#10829: fix: prevent cron scheduler permanent death on transient startup/runtime errors
stale
Cluster:
Cron Scheduler Improvements
## Problem
The cron scheduler can permanently die and never recover after transient errors (file I/O failures, disk contention during gateway restarts, etc.), causing all scheduled jobs to silently stop firing with zero indication in the logs.
This was observed in production: the scheduler went completely silent for 20+ hours despite the gateway process running normally and responding to API calls (e.g. `cron.status`, `cron.run`).
## Root Cause
Two bugs in the self-rearming timer chain (`armTimer → setTimeout → onTimer → armTimer → ...`):
### Bug 1: `start()` silent failure (PRIMARY)
`start()` in `ops.ts` places `armTimer()` inside the `locked()` callback. If `ensureLoaded()`, `runMissedJobs()`, `recomputeNextRuns()`, or `persist()` throws a transient error (e.g. file I/O during gateway restart), `armTimer()` is never called. The timer is never created. The "cron: started" log is never printed. The scheduler simply never exists — with no error trace.

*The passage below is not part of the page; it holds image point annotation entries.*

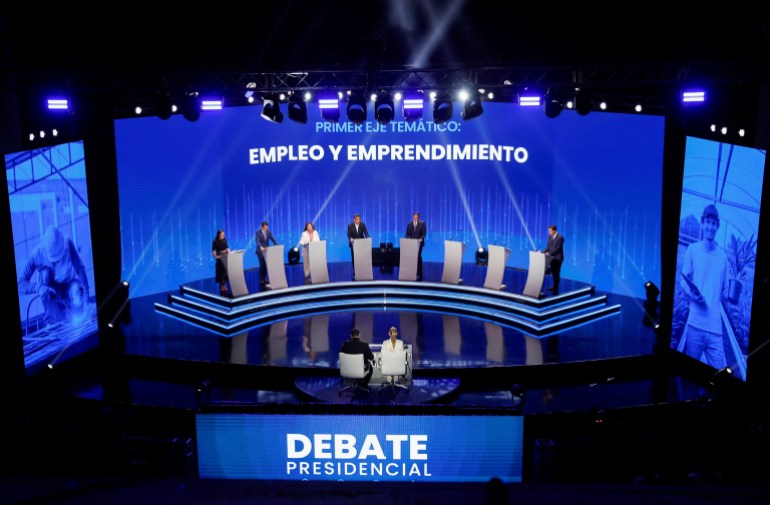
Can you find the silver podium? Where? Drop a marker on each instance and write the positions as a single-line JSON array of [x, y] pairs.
[[408, 255], [362, 259], [234, 266], [319, 270], [453, 260], [276, 271], [498, 257], [535, 274]]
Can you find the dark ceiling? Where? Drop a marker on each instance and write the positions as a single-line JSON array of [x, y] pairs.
[[129, 48]]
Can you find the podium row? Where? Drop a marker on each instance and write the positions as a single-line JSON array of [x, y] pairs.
[[408, 260]]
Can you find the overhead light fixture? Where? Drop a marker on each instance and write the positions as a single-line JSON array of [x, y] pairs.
[[442, 108], [553, 106], [529, 100], [163, 107], [271, 109], [384, 109], [329, 104], [297, 108], [57, 104], [693, 97], [583, 103], [472, 108], [190, 107], [356, 107], [211, 104], [412, 105]]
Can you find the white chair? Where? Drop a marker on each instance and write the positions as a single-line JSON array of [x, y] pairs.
[[352, 370], [393, 364]]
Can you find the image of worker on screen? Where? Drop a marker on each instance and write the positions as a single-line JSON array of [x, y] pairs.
[[55, 273]]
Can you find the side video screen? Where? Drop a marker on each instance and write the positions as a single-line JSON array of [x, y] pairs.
[[52, 247], [717, 252]]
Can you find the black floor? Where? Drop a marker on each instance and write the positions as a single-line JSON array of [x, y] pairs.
[[445, 345], [604, 406]]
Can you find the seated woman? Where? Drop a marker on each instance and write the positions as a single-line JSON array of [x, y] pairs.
[[393, 344]]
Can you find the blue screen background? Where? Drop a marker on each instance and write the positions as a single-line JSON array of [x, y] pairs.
[[597, 177]]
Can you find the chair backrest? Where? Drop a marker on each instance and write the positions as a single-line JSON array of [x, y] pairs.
[[352, 366], [393, 363]]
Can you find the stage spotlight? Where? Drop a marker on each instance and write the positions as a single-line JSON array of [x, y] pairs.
[[190, 107], [357, 107], [57, 104], [297, 109], [384, 109], [271, 109], [294, 255], [583, 103], [553, 106], [482, 256], [412, 105], [329, 103], [693, 97], [472, 108], [652, 292], [529, 100], [442, 108], [212, 104], [163, 107]]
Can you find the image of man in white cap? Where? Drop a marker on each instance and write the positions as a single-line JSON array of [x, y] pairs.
[[705, 282], [55, 272]]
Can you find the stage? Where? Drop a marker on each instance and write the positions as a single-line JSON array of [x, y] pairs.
[[284, 346]]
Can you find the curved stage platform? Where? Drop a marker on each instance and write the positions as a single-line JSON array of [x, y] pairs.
[[281, 346], [418, 391]]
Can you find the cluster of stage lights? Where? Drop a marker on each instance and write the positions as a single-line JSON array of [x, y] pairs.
[[384, 105]]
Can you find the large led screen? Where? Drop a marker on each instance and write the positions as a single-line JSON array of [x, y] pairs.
[[52, 248], [498, 179], [360, 448], [716, 257]]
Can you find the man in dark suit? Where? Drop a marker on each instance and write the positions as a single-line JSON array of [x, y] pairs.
[[356, 346], [264, 237], [554, 252], [356, 229], [417, 229]]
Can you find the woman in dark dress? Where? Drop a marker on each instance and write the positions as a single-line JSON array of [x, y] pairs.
[[218, 248]]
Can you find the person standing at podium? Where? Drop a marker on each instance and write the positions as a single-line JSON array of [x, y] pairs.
[[554, 252], [219, 248], [310, 234], [356, 229], [416, 229], [264, 236]]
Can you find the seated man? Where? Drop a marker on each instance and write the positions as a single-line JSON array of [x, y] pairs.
[[355, 346]]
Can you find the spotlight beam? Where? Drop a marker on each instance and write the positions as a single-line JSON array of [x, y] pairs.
[[339, 182], [437, 36]]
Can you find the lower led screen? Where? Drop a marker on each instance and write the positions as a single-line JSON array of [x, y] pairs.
[[360, 448], [716, 259], [52, 246]]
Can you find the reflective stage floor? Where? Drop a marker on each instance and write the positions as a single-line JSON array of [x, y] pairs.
[[603, 363]]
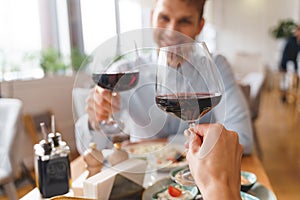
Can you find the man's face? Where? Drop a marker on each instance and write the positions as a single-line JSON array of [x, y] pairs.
[[175, 15]]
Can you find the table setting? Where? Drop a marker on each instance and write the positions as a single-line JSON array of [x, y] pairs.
[[157, 169]]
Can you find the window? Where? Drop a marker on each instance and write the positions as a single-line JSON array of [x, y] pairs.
[[98, 22], [20, 39]]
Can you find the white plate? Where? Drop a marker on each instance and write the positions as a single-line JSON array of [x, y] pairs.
[[158, 153]]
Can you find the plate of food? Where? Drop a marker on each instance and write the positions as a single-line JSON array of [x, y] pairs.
[[250, 188], [162, 155], [167, 189]]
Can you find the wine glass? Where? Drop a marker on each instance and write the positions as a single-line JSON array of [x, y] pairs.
[[118, 76], [188, 84]]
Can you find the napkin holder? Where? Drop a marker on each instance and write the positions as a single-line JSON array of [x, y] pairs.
[[101, 185]]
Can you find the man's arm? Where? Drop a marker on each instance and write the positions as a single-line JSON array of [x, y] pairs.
[[233, 110]]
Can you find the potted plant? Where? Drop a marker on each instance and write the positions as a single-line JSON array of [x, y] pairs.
[[283, 29], [52, 62]]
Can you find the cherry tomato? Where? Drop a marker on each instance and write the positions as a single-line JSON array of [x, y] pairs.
[[173, 191]]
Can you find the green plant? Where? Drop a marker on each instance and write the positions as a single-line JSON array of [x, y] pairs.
[[51, 61], [283, 29]]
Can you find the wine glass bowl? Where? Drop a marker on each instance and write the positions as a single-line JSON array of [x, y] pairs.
[[187, 83], [188, 86]]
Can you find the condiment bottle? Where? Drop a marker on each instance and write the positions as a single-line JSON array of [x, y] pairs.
[[93, 159], [52, 165]]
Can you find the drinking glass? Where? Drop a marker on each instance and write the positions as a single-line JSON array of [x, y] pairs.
[[118, 76], [188, 84]]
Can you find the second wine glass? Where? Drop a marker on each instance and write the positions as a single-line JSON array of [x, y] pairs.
[[188, 83]]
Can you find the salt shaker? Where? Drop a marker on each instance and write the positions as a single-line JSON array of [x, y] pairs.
[[93, 159], [118, 155]]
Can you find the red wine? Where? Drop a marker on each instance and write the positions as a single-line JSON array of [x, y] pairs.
[[117, 82], [188, 107]]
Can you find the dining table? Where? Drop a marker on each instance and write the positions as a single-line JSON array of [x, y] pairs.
[[250, 163]]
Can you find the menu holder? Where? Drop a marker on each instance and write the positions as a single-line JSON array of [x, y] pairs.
[[126, 178]]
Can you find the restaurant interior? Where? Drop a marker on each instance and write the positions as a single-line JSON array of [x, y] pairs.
[[43, 44]]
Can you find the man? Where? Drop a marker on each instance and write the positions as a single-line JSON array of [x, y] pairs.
[[222, 170], [290, 53], [291, 50], [173, 16]]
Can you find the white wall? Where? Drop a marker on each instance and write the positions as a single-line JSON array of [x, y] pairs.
[[50, 93], [244, 25]]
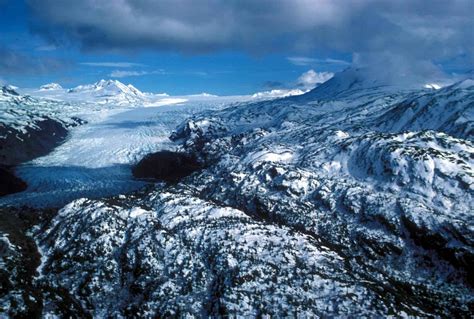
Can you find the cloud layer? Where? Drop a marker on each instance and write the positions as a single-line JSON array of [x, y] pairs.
[[437, 28], [13, 62], [311, 78]]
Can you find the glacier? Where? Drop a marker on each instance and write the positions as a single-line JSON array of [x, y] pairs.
[[354, 199]]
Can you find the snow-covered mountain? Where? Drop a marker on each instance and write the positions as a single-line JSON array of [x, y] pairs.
[[354, 199], [108, 91]]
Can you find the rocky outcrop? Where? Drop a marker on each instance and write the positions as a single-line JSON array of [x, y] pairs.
[[9, 182], [166, 166]]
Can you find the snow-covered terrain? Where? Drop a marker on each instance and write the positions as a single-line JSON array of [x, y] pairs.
[[96, 158], [354, 199]]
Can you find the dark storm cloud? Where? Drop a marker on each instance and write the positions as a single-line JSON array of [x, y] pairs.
[[416, 29], [13, 62]]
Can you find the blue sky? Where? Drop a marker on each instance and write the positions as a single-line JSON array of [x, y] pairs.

**Evidence from logs:** A 20+ hour gap with no "cron: started" entries was observed, despite multiple gateway restarts during that window. The gateway was serving requests normally but the cron scheduler was completely dead.
### Bug 2: `armTimer()` gives up when store is not loaded
When `ensureLoaded()` fails in `start()`, `state.store` remains `null`. When `armTimer()` is then called, `nextWakeAtMs(state)` returns `undefined` (no store = no jobs = no next wake time), so `armTimer()` returns without setting any timer. Even with the `onTimer()` finally-block fix already in place, this means there is no recovery path — the scheduler dies permanently.
### Bug 3: `.catch` handler doesn't re-arm (minor)
The `.catch` handler on `armTimer`'s setTimeout callback only logs the error without re-arming the timer. While `onTimer()` already has `armTimer` in its `finally` block, this is a gap in the belt-and-suspenders defense.
## Fix
### 1. `ops.ts` — `start()` resilience
Move `armTimer()` and `log.info("cron: started")` **outside** the `locked()` callback. Wrap the locked block in `try/catch` so startup errors are logged but don't prevent the timer from being created. The timer's first tick will retry `ensureLoaded`, allowing the scheduler to self-heal.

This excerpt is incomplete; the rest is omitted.